Gray skies and drizzling rain brought Marblehead’s pride ceremony into the very heart of Abbot Hall on Saturday, with attendees gathering outside the first-floor Select Board’s office.

The hour-long ceremony was filled with speeches and student performances before the community raised a progressive pride flag outside.

Schools Superintendent John Buckey speaks before the raising of the progressive pride flag in honor of Pride Month and the LGBTQ+ community on June 3 at Abbot Hall.

Marblehead native Sherry Maspons grew up gay in town about 50 years ago, she told the shoulder-to-shoulder crowd at the ceremony.

“I always knew I was [gay],” said Maspons. “It didn’t have a name. It didn’t have a face. I didn’t know anyone who was gay.”

When she was a young adult, she began dating a coworker. They eventually moved in together, living out of a single-bedroom apartment in Marblehead.

“Everything felt right for the first time in my life,” she said. “I figured it out. I was so happy.”

And then the rumor mill began to spin. At a local market one day, she ran into a woman whom she had known for most of her life and respected.

“She looked back at me like she wanted to spit on me,” she said, adding that that look followed a verbal exchange. “This was the first time I had ever been shamed and ridiculed in public.”

Similar incidents followed in Marblehead to the point that Maspons moved to a city in Florida to escape the discrimination. She also felt shame internally — and that she would never be able to return to a hometown that she loved or have a family or a career.

Hope Watt-Bucci raises the progressive pride flag with Raine Hamilton, 15, on June 3 at Abbot Hall. CURRENT PHOTOS / NICOLE GOODHUE BOYD 

“I’m gonna fast forward 39 years because now this is where my story gets happy,” she said. “I come home 39 years after I left Marblehead … I did have children, and I had my first grandbaby. I have a beautiful girlfriend, and I did get to move back home.”

She added, “It was something I never ever thought I’d be able to do.
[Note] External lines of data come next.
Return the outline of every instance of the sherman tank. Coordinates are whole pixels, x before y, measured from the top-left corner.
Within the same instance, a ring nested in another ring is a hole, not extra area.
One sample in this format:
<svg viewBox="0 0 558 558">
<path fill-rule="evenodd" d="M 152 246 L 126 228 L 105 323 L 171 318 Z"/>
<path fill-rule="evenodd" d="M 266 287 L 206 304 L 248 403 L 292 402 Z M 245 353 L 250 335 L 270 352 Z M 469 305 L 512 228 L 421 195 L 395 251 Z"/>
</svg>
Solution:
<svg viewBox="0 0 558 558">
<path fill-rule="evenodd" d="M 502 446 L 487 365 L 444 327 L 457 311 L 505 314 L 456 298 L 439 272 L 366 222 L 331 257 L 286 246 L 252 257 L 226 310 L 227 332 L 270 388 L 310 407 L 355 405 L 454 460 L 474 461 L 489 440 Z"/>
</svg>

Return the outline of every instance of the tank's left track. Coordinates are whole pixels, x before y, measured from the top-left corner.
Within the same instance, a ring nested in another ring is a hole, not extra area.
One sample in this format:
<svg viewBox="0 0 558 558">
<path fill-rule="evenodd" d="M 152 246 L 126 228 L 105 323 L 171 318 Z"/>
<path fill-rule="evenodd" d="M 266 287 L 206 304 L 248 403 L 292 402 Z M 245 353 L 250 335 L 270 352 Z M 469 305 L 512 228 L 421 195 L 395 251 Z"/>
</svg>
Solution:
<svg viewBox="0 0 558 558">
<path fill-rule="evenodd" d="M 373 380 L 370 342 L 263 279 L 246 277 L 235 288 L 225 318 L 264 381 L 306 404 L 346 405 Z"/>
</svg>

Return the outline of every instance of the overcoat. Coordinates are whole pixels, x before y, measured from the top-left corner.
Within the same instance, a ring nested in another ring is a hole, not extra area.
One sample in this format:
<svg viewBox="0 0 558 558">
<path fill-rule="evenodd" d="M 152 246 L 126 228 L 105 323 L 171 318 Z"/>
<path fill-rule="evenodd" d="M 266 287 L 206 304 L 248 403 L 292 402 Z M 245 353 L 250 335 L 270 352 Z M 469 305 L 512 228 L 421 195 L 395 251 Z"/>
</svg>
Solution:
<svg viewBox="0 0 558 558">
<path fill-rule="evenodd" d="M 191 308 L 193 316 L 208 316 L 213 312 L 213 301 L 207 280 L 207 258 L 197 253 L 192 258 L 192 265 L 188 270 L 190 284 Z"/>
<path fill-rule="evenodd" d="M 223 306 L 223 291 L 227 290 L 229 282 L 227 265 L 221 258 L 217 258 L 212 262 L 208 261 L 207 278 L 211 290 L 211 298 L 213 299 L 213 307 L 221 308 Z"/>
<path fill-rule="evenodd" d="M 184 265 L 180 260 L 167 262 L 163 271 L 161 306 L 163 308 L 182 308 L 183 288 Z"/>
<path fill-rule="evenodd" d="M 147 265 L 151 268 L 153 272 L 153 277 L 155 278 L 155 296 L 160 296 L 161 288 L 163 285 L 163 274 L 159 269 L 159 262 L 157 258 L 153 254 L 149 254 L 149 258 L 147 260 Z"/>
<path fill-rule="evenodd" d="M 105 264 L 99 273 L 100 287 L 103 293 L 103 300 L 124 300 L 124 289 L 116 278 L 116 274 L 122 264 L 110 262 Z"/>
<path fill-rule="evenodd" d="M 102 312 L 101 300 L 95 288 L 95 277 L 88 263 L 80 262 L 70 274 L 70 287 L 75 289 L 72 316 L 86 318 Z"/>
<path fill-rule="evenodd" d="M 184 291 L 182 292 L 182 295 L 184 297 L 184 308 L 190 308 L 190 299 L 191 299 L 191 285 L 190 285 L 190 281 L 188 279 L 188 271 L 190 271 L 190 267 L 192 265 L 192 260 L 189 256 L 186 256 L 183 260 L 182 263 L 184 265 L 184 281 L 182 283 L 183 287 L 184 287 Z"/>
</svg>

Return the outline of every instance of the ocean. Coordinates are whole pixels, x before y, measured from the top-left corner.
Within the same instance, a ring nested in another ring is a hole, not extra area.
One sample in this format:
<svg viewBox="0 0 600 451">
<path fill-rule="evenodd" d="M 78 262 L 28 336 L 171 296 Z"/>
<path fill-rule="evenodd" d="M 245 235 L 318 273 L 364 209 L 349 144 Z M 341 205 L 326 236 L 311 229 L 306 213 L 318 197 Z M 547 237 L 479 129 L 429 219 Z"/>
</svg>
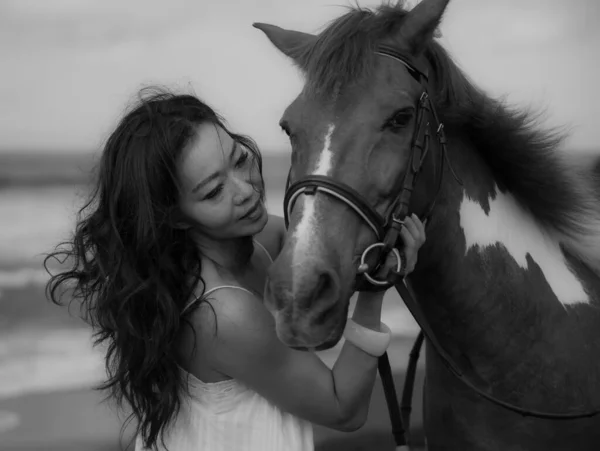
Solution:
<svg viewBox="0 0 600 451">
<path fill-rule="evenodd" d="M 76 310 L 46 300 L 41 265 L 69 237 L 93 165 L 89 154 L 0 154 L 0 400 L 88 388 L 105 375 L 103 350 L 92 347 L 92 331 Z M 263 165 L 267 207 L 282 215 L 289 156 L 265 155 Z M 386 295 L 384 321 L 396 335 L 418 331 L 395 292 Z M 0 431 L 2 424 L 0 415 Z"/>
</svg>

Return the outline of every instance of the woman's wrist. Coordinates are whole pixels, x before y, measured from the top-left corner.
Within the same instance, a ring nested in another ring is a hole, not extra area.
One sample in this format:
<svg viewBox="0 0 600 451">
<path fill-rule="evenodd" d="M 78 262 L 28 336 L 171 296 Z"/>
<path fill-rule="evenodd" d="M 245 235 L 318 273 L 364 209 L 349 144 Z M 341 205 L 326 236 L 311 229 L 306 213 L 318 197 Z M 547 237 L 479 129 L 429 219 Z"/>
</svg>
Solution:
<svg viewBox="0 0 600 451">
<path fill-rule="evenodd" d="M 349 319 L 344 328 L 344 338 L 370 356 L 380 357 L 390 345 L 392 334 L 384 323 L 379 323 L 377 330 L 373 330 Z"/>
<path fill-rule="evenodd" d="M 378 331 L 384 292 L 359 292 L 352 319 L 363 327 Z"/>
</svg>

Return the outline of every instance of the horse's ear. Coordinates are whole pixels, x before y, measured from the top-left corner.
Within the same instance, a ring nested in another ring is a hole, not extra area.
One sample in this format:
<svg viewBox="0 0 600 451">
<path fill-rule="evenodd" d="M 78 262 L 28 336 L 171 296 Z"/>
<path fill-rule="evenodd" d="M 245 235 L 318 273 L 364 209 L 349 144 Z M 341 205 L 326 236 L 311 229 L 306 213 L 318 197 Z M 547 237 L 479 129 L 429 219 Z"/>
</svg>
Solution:
<svg viewBox="0 0 600 451">
<path fill-rule="evenodd" d="M 303 49 L 317 39 L 313 34 L 286 30 L 276 25 L 253 23 L 252 26 L 266 34 L 275 47 L 293 60 L 296 60 Z"/>
<path fill-rule="evenodd" d="M 399 38 L 408 42 L 414 54 L 423 51 L 430 39 L 439 35 L 436 29 L 450 0 L 421 0 L 404 18 Z"/>
</svg>

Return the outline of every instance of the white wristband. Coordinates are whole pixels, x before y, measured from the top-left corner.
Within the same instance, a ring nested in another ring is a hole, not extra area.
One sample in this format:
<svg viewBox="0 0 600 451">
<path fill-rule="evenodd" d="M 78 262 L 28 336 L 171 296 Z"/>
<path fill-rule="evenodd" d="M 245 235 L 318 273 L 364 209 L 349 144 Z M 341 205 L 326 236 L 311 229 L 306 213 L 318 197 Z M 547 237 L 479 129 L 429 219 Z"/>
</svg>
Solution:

Marblehead was a soft landing for me.”

While growing up in Marblehead, the idea that the town would raise a rainbow flag simply would have been unthinkable.

“We’ve come so far, but we cannot get complacent at this point,” she said. “There are cultural wars out there going on and right now there are powerful, angry people that are once again attacking us because of whom we love, and they’re targeting little trans children.”

During the event, Marblehead Police Chief Dennis King reaffirmed his department’s commitment to protecting LGBTQ+ individuals who live, work and visit Marblehead. Select Board member Jackie Belf-Becker read a proclamation that committed Marblehead to fostering acceptance, preventing discrimination based on sexual orientation or gender identity, and celebrating the town’s LGBTQ+ community.

The Rev. James Bixby of Clifton Lutheran Church recognized the challenges, exclusionary practices and outright hate faced by LGBTQ+ individuals within the religious community.

Lily Gurevich, a 6th grader at Village school reads her poem during a ceremony before the Marblehead Pride Flag raising Saturday June 3, 2023 at Abbot Hall. Photo by Nicole Goodhue Boyd

“What I can offer is my lament that the bounty of gifts particular to each one of you in your own special way — gifts including the fullness of who you are, and your sexuality and gender — was missed by the church,” Bixby said. “We are impoverished for that exclusion.”

The event, organized by the Marblehead Pride Committee, included poetry readings from Village School’s sixth-grade students Ali H. Barnes and Lily Gurevich. Members of Marblehead High School’s Jewel Tones a cappella group sang a song. Each elicited widespread applause and cheers.

Many in the speaker lineup reflected on how far the fight for LGBTQ+ rights has come, but also acknowledged that the fight continues.

“The work of diversity, equity and inclusion is a process. It’s not a single event,” said Marblehead Public Schools Superintendent John Buckey, with his husband, Kevin, sitting nearby. “Today, as we raise the pride flag, we applaud the progress we’ve made, reflect on the challenges that remain and recommit to the difficult work required to achieve our shared goals.”

Buckey added, “Each of you here today is an ally in this work.”